In their opening video we see Committed walking into their church, and immediately I'm thinking they're going to go all Take 6 on us. AND THEY DO. They do more in their video than most previous groups did on stage (maj7#11 chords and all), which bodes very, very, very well for them… until one of them says "We're a gospel group; we haven't been singing Top 40 pop music long, and this is a completely new experience for us," "We are a little nervous; pop music isn't our bread and butter," and so on, and the bells go off in my head. For licensing and promotional reasons (this is a Sony Pictures show on NBC that leads to a Sony Music contract, after all), the show is going to be pushing mainstream popular music, but I'm hoping it's not going to hamstring the group and they'll put a jazz-gospel spin on it (unlike Maxx Factor, the barbershop group from season 1 who went the pop-arrangement route to their detriment).

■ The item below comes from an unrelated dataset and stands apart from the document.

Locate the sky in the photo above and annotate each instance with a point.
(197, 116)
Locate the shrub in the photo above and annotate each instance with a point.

And the opening chords of "This Love" do not disappoint. Remember how every chord counts? They remember. Good Lord do they. They probably could've coasted on a whole song of that, but then they go into a more pop a-cappella arrangement for the rest of the first verse, and it feels like a sellout somehow-- a jazz-gospel group imitating keyboards? Does that really need to happen? And then the verse, shockingly and frustratingly, is very generic. Triads? TRIADS? After the six-part nirvana in the intro video? What a disappointment. They salvage it in the transition after the verse, when the chords arpeggiate and their blend kicks back in, and then we're back to their strength in the bridge, where the suspensions are lusciously suspended and we get a parallel major ii-Valt-Ima7 that's like the sky opening up. The bawdiness of the lyrics in the lead seems weird for them, but who gives a crap when the chords are locking like this. The last chorus goes from generic bass-and-VP pop to a gorgeous breakdown halfway through and back to the generic, which is soooooooo frustrating. Thankfully they end on a stunning series of chords that makes the final unison worthwhile. (As my arranging professor at Miami said, you need enough cake to justify the icing, but also vice-versa.) This groups has depth too; all solid, as far as I can tell.

Committed and The Backbeats are the groups to beat, as I see it. Men of Note gets cut, which is not a travesty, but two other groups could've been cut based on what we've seen tonight. Men of Note's goodbye song** ("Take a Bow"), for some reason, is better than their competition song. Actually, all of the groups' songs we hear from the "opera boxes" in the closing sequence is better than than what we heard in the competition (except for Committed's, oddly). Hmmmmmmmmm. Could be the pressure of competing.

(Next time, if the closing-credits teaser is correct, we will see Nicole Scherzinger's "musical climax". I... would like to see that, I'm not gonna lie to you.)


* In confirming the name "beirut," I just spent some quality time reading the Wikipedia article on beer pong. That's five minutes of my life I'd like back.

** I refuse to call it their "swan song," just on principle out of my annoyance with Nick Lachey. Oh, and it's corny.